そういってあたしのおでこをピンと指で叩く。
・・・でも、全然いたくないんだけどね。


『だって、あんな状況じゃあ・・・』


「ごめんな。不安になった?」


頭の上にまた手をおかれたのでまこちゃんの顔を見上げるとまこちゃんが優しく微笑んでいた。


『不安に、なった・・・よ』


ちょっとテレるけど今日のあたしには魔法のアイテムの合鍵があるから大丈夫。
とても素直に自分の気持ちを言えた気がした。


「可愛いこというなよ。・・・テレる」


まこちゃんの顔をチラリと見るとまこちゃんは赤くなった顔を隠すように口元を手で覆っていた。


・・でも、そんなまこちゃんも可愛いかも。

なんだ、お姉さんだったんだ。

・・・でも、・・・あれ?


『お姉さんと買い物とかしてたの?』


「えっ、あー、んー。
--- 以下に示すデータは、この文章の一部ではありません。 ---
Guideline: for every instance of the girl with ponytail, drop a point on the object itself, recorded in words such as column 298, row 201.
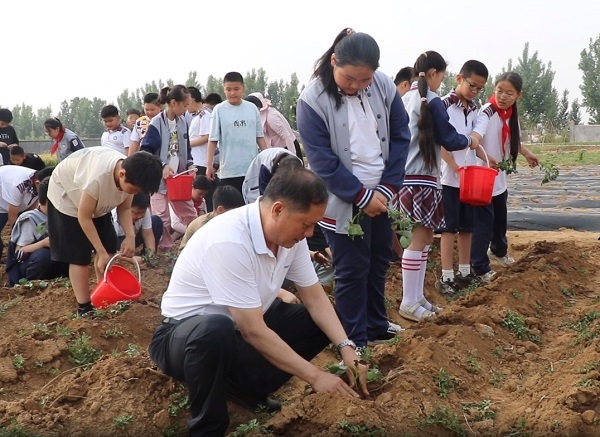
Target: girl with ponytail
column 420, row 196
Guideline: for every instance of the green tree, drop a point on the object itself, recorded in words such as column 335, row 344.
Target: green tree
column 40, row 117
column 562, row 115
column 256, row 81
column 213, row 85
column 192, row 80
column 65, row 115
column 82, row 116
column 589, row 64
column 575, row 113
column 128, row 100
column 539, row 104
column 23, row 121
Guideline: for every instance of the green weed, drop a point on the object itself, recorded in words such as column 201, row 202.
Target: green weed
column 445, row 383
column 63, row 331
column 587, row 328
column 11, row 303
column 133, row 350
column 519, row 429
column 474, row 366
column 121, row 422
column 82, row 353
column 179, row 401
column 566, row 292
column 113, row 333
column 496, row 378
column 19, row 362
column 480, row 410
column 254, row 426
column 586, row 382
column 515, row 323
column 113, row 310
column 592, row 365
column 445, row 418
column 361, row 430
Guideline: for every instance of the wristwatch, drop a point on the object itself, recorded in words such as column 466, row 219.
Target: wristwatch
column 345, row 343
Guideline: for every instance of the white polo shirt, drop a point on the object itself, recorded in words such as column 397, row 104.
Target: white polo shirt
column 492, row 144
column 227, row 263
column 464, row 121
column 143, row 223
column 16, row 187
column 118, row 139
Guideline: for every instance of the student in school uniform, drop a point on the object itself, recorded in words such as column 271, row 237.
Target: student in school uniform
column 116, row 136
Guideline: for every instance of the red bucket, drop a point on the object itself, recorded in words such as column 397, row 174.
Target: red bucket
column 477, row 183
column 119, row 284
column 179, row 187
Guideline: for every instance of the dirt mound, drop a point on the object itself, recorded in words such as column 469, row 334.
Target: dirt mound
column 519, row 357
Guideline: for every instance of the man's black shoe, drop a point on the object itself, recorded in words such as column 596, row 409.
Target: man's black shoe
column 268, row 405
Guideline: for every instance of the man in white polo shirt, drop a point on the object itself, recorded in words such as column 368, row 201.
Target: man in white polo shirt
column 225, row 333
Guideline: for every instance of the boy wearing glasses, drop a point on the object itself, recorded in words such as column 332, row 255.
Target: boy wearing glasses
column 459, row 216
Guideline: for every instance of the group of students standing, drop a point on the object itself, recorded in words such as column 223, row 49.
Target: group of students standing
column 375, row 146
column 379, row 147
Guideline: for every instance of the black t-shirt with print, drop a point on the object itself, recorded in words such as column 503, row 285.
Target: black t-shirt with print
column 8, row 136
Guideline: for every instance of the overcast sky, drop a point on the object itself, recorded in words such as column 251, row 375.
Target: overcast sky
column 61, row 49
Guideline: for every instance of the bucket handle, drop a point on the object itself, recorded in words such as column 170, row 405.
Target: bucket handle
column 184, row 172
column 137, row 265
column 487, row 161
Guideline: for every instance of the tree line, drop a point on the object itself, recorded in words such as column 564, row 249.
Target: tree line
column 543, row 109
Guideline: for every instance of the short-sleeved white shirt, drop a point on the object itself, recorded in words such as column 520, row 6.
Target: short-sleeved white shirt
column 226, row 263
column 236, row 129
column 90, row 170
column 144, row 223
column 16, row 187
column 492, row 144
column 117, row 139
column 463, row 125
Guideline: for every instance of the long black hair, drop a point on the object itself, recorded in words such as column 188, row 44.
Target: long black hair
column 350, row 48
column 515, row 80
column 427, row 142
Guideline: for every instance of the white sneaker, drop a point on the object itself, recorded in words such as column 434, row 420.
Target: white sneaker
column 394, row 327
column 504, row 261
column 487, row 277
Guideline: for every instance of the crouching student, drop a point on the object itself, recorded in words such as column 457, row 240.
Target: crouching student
column 147, row 227
column 18, row 192
column 224, row 199
column 83, row 190
column 29, row 247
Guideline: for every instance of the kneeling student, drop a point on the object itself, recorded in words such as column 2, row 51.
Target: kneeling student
column 29, row 247
column 147, row 227
column 83, row 190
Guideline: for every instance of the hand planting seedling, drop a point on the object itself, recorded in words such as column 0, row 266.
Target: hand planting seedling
column 508, row 165
column 401, row 224
column 550, row 172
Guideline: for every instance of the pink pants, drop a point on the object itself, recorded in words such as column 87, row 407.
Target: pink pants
column 184, row 210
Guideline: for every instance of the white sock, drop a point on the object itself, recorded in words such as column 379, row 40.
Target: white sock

ま、そんなとこ・・・」


・・まこちゃんの様子が少し変な気がするけど。
あたしはまこちゃんに向けてた視線を前方にずらしてまこちゃん家までの道を歩いた。


アパートのまこちゃん家の玄関の前に着くとあたしは手のひらの合鍵で鍵を開けた。


ガチャリ、という音がして玄関の鍵が開いてあたしをまこちゃんの部屋のにおいが包み込んだ。